English Anglican priest

David Reindorp TD DL (born 21 October 1952) is an English Anglican priest who was the incumbent of Chelsea Old Church in London from 2006 to 2021.

== Biography ==
Reindorp was born in Westminster, England to the Right Reverend George Reindorp (Bishop of Guildford and Salisbury) and Alix Edington. Reindorp spent several of his early years in South Africa before returning to attend Lancing College in West Sussex. After a brief time as an insurance broker for Lloyd's of London, he worked as a social worker before attending Trinity College, Cambridge and Westcott House, Cambridge. He was ordained as a priest in the Diocese of Ely in 1982.

Reindorp had curacies in Cambridge and in Hitchin, Hertfordshire, before becoming Vicar of St John the Evangelist, Waterbeach, Cambridgeshire in 1988 followed by an incumbency in a church of the same name in the centre of Cambridge. He was made an honorary canon of Ely Cathedral in March 2005.

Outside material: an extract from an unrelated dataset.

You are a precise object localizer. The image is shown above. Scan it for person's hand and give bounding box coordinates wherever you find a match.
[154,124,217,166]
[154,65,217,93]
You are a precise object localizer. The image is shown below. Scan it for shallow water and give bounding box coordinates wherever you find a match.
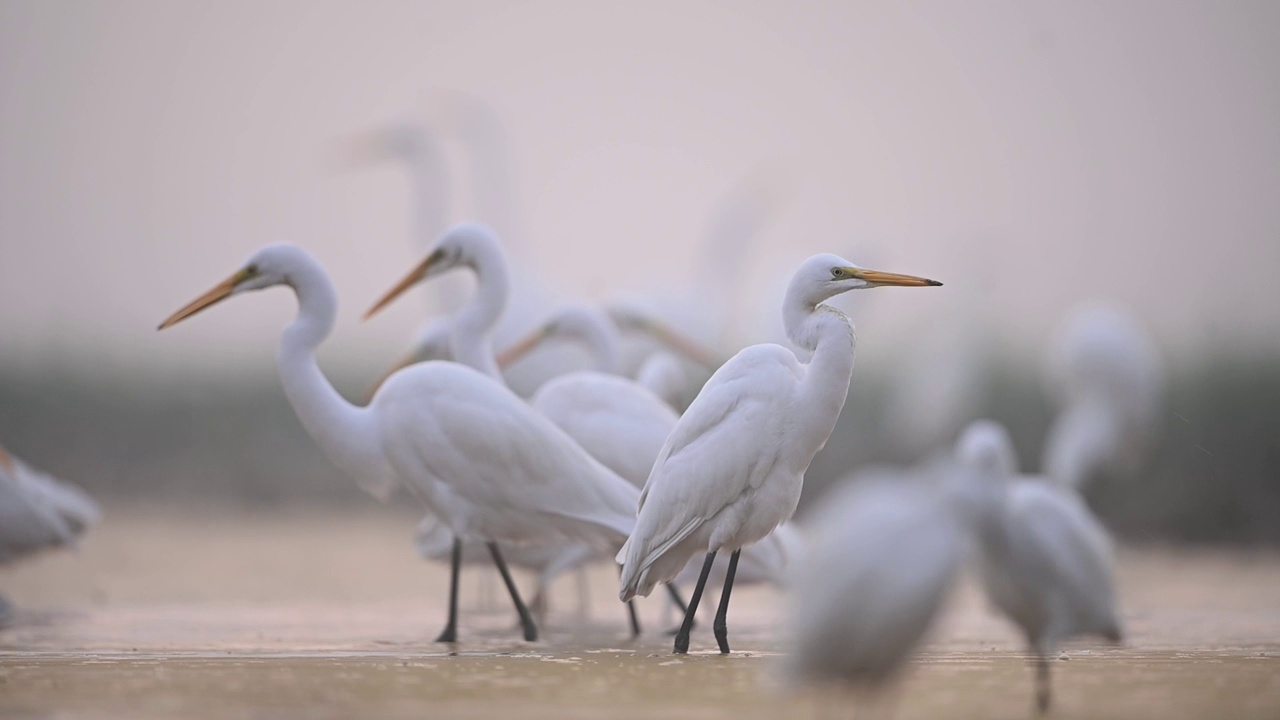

Reindorp was inducted as the Vicar of Chelsea Old Church, one of London's oldest churches, situated on the bank of the River Thames in the affluent area of Chelsea. He was padre to the Honourable Artillery Company, the oldest regiment in the British Army, holding the rank of major, and to the Worshipful Company of Fan Makers.

Reindorp developed a reputation as a public speaker with talks such as "Millionaire or Bust" which charted his career from shipping broker to priest. He has also appeared in several reality television programmes in England, including Bad Lads' Army in which he had the role of an army chaplain.

== Personal life ==
Reindorp married Suzy Moir, a psychotherapist and daughter of Guthrie Moir, one of the founders of Independent Television, in Salisbury Cathedral in 1974. The couple were married by Reindorp's father, Bishop George Reindorp. They have three children.

The Reindorp family currently live in their home on Cheyne Walk in Chelsea, London.